Solo mode (chat / standalone ZIP, no subagents) is the default: a single agent works each case sequentially - it applies the original via the runner wrapper, then the candidate on the identical input, then judges the two transcripts with the equivalence-judge prompt, recording the verdict and efficiency signal before moving to the next case. The cached teacher transcript is the only state carried between rounds.
Phased sub-agent mode (Agent Teams flag off): the lead spawns a fresh runner subagent per version per case (the runner pair) and a fresh judge subagent per case. With no persistent agents, the cached teacher transcripts are injected into each round so only the candidate is re-run.
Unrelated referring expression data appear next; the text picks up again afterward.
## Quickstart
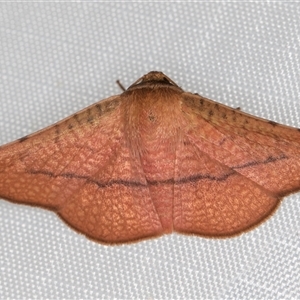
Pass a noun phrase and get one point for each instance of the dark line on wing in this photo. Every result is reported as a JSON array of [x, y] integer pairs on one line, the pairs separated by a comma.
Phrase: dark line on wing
[[189, 179]]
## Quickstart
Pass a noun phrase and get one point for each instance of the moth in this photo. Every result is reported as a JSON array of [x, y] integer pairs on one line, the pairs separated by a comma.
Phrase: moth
[[153, 160]]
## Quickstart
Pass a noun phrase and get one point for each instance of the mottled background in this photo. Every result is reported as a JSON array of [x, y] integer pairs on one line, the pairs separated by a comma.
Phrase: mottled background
[[58, 58]]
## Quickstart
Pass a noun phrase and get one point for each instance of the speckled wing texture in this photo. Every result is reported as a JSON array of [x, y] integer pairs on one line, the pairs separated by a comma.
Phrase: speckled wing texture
[[234, 169], [82, 168], [154, 160]]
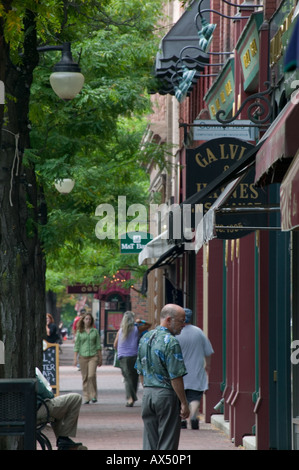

Team mode (Agent Teams flag on, CLAUDE_CODE_EXPERIMENTAL_AGENT_TEAMS=1): the equivalence judge can run as a persistent background teammate (Agent with run_in_background: true, joined to the session's single implicit team), communicating with the lead via SendMessage; ephemeral runners are spawned per round and shut down after. As with the forge loop, shut each teammate down with a SendMessage shutdown_request at the end of the run; nothing persists to block a future run. Interim behaviour (CC 2.1.178+) - do not block on a structured approval. Since the team→subagent merge, a background subagent cannot send a structured shutdown_response; it rejects the request with "Structured team-protocol messages ... cannot be sent by a background subagent. Send a plain text message instead." Send shutdown_request once, treat the teammate's plain-text acknowledgement as the completion signal, and ignore any subsequent idle_notifications (TaskStop / TaskList cannot reach background teammates either; they reap when the session exits). Restore a real lead-side approval-wait here when anthropics/claude-code#68721 and anthropics/claude-code#60199 land.
No persistent team is required by the capability itself - the judge holds no across-round memory of its own; the cached teacher transcript is the only state carried between rounds, and the caller owns it.